老子に学ぶ、現代社会思考~ポストモダニズム時代のマーケティング
- 2021/9/6
- コラム
老子の書と伝えられる「道徳経」から現代の世相を紐解くコラムの第3回目。第3章より、知識偏重の愚かさについて、一般社団法人数理暦学協会の代表理事 山脇史瑞氏が考察します。束縛から解放され、人間として自由に生きていくために必要な素養とは何でしょうか。
近代化から多様化へ
ポストモダニズムとは、
西欧文化だけを価値あるものとするのではなく、
異文化を受け入れる総体的な概念であり、
近代産業への信奉に不信を突きつけることから
1980年代に始まった。
日本ではバブル経済を迎えたため、下火になったが、
地球が悲鳴を上げ始めた今、
その流れは世界的に加速しており、
作り手側が、消費者の志向を把握して商品を開発し、
「これこそあなたが欲しいものだ」と、
広告してトレンドをつくるという、
近代マーケット手法は通用しなくなっている。
欧米では文化現象学とも名付けられ、
多くの大学で研究が行われている。
争いは自分基準の価値判断から起こる
多くの人が、若者の志向の変化に気づいている。
流行の商品でも、自分の趣味に合わねば買わないし、
切磋琢磨して頑張るより、
自分の好きなことや興味のあることに囲まれた、
豊かで、楽な生活スタイルを何よりも望んでいる。
それなのに、日本のマーケターは
時代遅れとなった近代マーケット教育を
未だに受けているようだ。
近代マーケットで育った年代は、
彼らを欲がないと嘆くが、
社会現象学的に考察すると、
モダニズム(近代資本主義社会)から、
ポストモダニズムに移行したにすぎない。
それにいち早く気づいたのは、
こんまりこと近藤麻理恵さんであり、
ミニマリストたちだ。
この潮流はいつから始まったのか。
次の老子の言葉を見ると明らかだ。
賢を尚ばざれば、民をして争わざら使む。
得難きの貨を貴ばざれば、民をして盗を為さざら使む。
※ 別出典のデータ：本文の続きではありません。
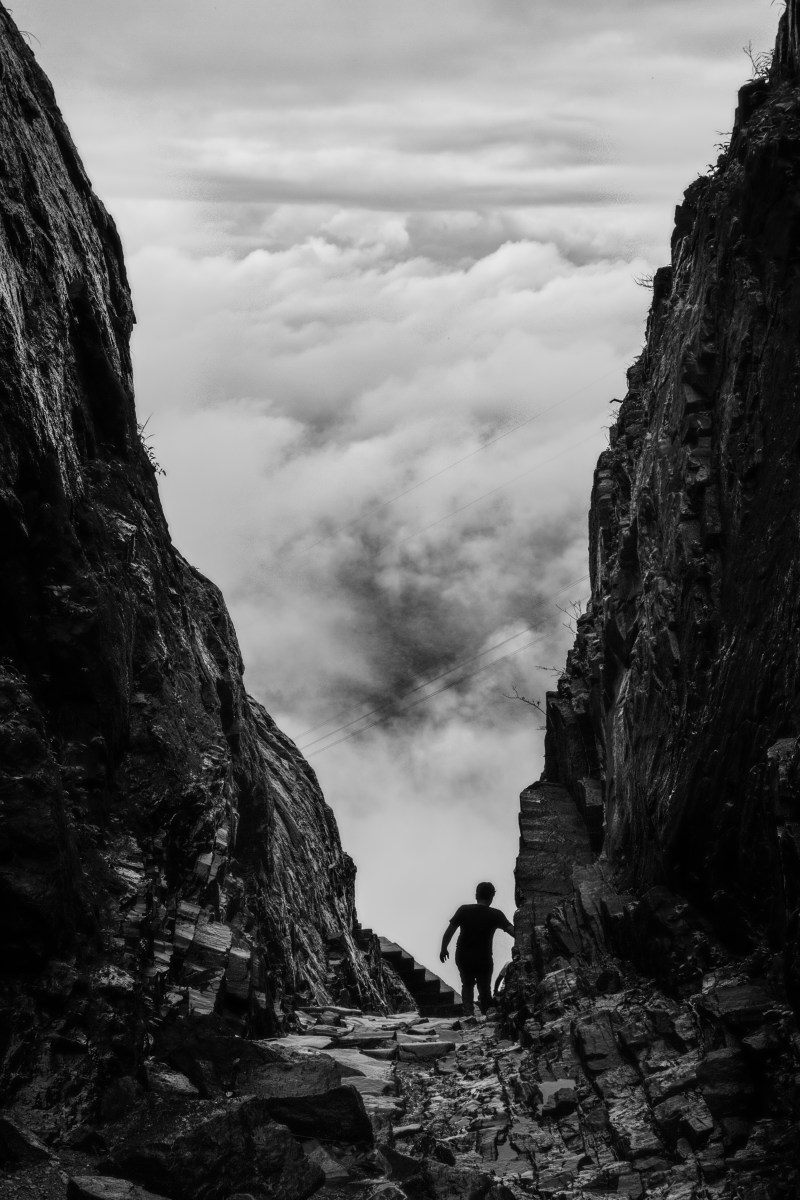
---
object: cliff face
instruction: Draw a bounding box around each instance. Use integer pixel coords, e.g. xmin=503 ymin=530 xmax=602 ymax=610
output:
xmin=0 ymin=8 xmax=400 ymax=1113
xmin=504 ymin=7 xmax=800 ymax=1200
xmin=537 ymin=2 xmax=800 ymax=998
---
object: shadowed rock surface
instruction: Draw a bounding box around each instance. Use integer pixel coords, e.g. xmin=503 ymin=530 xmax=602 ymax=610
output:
xmin=0 ymin=0 xmax=411 ymax=1171
xmin=0 ymin=0 xmax=800 ymax=1200
xmin=504 ymin=0 xmax=800 ymax=1200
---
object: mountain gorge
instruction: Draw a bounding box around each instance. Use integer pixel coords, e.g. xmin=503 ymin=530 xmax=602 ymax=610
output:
xmin=0 ymin=0 xmax=800 ymax=1200
xmin=0 ymin=0 xmax=408 ymax=1142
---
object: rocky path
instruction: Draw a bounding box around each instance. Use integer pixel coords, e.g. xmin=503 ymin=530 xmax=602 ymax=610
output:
xmin=0 ymin=965 xmax=800 ymax=1200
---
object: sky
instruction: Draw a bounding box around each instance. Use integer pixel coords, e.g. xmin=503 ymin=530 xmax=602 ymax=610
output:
xmin=13 ymin=0 xmax=780 ymax=983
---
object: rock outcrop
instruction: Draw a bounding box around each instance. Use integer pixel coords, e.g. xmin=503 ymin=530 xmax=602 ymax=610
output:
xmin=505 ymin=0 xmax=800 ymax=1198
xmin=0 ymin=0 xmax=410 ymax=1153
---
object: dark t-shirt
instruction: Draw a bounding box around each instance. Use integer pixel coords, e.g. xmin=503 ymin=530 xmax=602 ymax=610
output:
xmin=450 ymin=904 xmax=510 ymax=970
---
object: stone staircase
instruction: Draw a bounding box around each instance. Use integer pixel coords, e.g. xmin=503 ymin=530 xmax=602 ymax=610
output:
xmin=360 ymin=929 xmax=463 ymax=1016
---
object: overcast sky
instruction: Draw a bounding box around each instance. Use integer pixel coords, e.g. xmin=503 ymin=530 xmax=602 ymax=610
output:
xmin=13 ymin=0 xmax=780 ymax=993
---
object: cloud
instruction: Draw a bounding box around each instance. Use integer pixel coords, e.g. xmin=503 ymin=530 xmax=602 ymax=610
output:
xmin=14 ymin=0 xmax=776 ymax=982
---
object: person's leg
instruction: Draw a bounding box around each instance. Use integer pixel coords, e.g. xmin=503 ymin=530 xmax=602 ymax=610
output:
xmin=456 ymin=962 xmax=475 ymax=1016
xmin=475 ymin=967 xmax=493 ymax=1013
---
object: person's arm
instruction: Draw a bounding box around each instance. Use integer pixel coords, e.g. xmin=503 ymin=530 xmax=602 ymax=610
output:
xmin=439 ymin=920 xmax=458 ymax=962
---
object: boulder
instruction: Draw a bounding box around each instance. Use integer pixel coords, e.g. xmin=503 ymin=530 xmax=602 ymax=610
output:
xmin=101 ymin=1092 xmax=321 ymax=1200
xmin=67 ymin=1175 xmax=170 ymax=1200
xmin=0 ymin=1116 xmax=49 ymax=1168
xmin=261 ymin=1087 xmax=373 ymax=1144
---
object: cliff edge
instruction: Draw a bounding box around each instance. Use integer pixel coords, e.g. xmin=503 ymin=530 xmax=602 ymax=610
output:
xmin=504 ymin=0 xmax=800 ymax=1200
xmin=0 ymin=0 xmax=409 ymax=1158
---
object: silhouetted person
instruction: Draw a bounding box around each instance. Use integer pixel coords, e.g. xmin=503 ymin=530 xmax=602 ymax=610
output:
xmin=439 ymin=883 xmax=513 ymax=1016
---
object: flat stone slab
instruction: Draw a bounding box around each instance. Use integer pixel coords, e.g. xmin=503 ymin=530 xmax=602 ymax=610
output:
xmin=263 ymin=1033 xmax=333 ymax=1051
xmin=342 ymin=1075 xmax=395 ymax=1096
xmin=327 ymin=1046 xmax=395 ymax=1084
xmin=399 ymin=1042 xmax=456 ymax=1062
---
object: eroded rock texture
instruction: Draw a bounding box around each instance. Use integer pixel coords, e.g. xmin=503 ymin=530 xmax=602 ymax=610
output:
xmin=0 ymin=0 xmax=408 ymax=1129
xmin=534 ymin=4 xmax=800 ymax=1000
xmin=505 ymin=0 xmax=800 ymax=1200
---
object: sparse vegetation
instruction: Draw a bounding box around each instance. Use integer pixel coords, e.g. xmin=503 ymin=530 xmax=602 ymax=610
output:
xmin=137 ymin=418 xmax=167 ymax=475
xmin=741 ymin=42 xmax=772 ymax=80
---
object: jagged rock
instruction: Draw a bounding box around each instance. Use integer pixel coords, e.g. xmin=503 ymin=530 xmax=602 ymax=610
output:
xmin=104 ymin=1097 xmax=324 ymax=1200
xmin=0 ymin=6 xmax=410 ymax=1133
xmin=67 ymin=1175 xmax=170 ymax=1200
xmin=697 ymin=1046 xmax=754 ymax=1116
xmin=0 ymin=1116 xmax=49 ymax=1166
xmin=263 ymin=1086 xmax=373 ymax=1142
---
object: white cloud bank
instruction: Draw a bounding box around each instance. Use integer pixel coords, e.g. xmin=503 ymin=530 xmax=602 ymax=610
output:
xmin=14 ymin=0 xmax=777 ymax=980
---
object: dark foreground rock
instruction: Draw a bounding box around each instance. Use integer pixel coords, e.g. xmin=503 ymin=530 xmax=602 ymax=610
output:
xmin=0 ymin=5 xmax=408 ymax=1164
xmin=101 ymin=1097 xmax=324 ymax=1200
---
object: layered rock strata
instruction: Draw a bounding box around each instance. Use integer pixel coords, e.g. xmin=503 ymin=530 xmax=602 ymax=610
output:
xmin=532 ymin=0 xmax=800 ymax=1003
xmin=505 ymin=0 xmax=800 ymax=1200
xmin=0 ymin=0 xmax=409 ymax=1136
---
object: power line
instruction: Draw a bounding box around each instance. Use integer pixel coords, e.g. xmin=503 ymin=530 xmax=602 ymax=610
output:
xmin=302 ymin=637 xmax=537 ymax=757
xmin=297 ymin=625 xmax=533 ymax=754
xmin=297 ymin=575 xmax=589 ymax=752
xmin=297 ymin=575 xmax=589 ymax=755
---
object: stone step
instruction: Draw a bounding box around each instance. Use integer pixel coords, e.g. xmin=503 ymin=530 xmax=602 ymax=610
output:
xmin=379 ymin=937 xmax=463 ymax=1016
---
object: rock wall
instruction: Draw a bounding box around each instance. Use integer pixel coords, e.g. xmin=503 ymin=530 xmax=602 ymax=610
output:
xmin=0 ymin=0 xmax=408 ymax=1123
xmin=527 ymin=0 xmax=800 ymax=1003
xmin=503 ymin=9 xmax=800 ymax=1200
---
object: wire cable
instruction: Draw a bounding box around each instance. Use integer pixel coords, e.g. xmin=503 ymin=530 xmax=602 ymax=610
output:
xmin=301 ymin=637 xmax=539 ymax=757
xmin=296 ymin=575 xmax=589 ymax=752
xmin=297 ymin=575 xmax=589 ymax=755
(道徳経 第三章)
知識人を尊重し、
厚遇して取り立てず、
得難き才能や、
希少な宝を貴重なものとし、
特別扱いしなければ、
妬みもなくなり、
社会闘争をやめさせることができる。
これは、老子が目指した平和社会の実現法であり、
平成の教育方針でもある。
そのやり方が成功したからこそ、
混とんとしたこの時代、
我々は暴動も起こさず生きている。
極めて平和な社会ではないか。
答えのない難問に向き合う力を
時代は確実に変わった。
故に、近代マーケティング手法は通じない。
商品デザインの時代から、
消費者の行動をデザインする時代に入ったのだ。
その変化に気づかず、ペルソナやPDCAを
行っている場合ではないだろう。
モノへの興味がなくなると、
ひとの意識は更なる内側か、外側に移動する。
欧米の研究機関は、
従来の経済分析や消費者心理分析だけでなく、
人類学、哲学、歴史、地理、美術など、
従来型のマーケティング分野が
軽視していた分野の知識こそ、
これからは大切だという。
文化、哲学、歴史こそ、
これからのマーケターの必須科目ではないか。
出典:Wikipedia
老子は、今から約2500年前の戦闘動乱期、中国春秋時代における哲学者です。後世に諸子百家と呼ばれるようになった哲学思想集団のうち、道家は老子の思想を基礎としています。後に、老子を始祖に置く道教の教えを書き記した「道徳経」は、先人の金言が徐々に集積されたものなどの諸説が存在しています。
出典:東洋古典運命学「老子と学ぶ人間学③ ポストモダニズム老子時代」
この記事は著者に一部加筆修正の了承を得た上で掲載しております。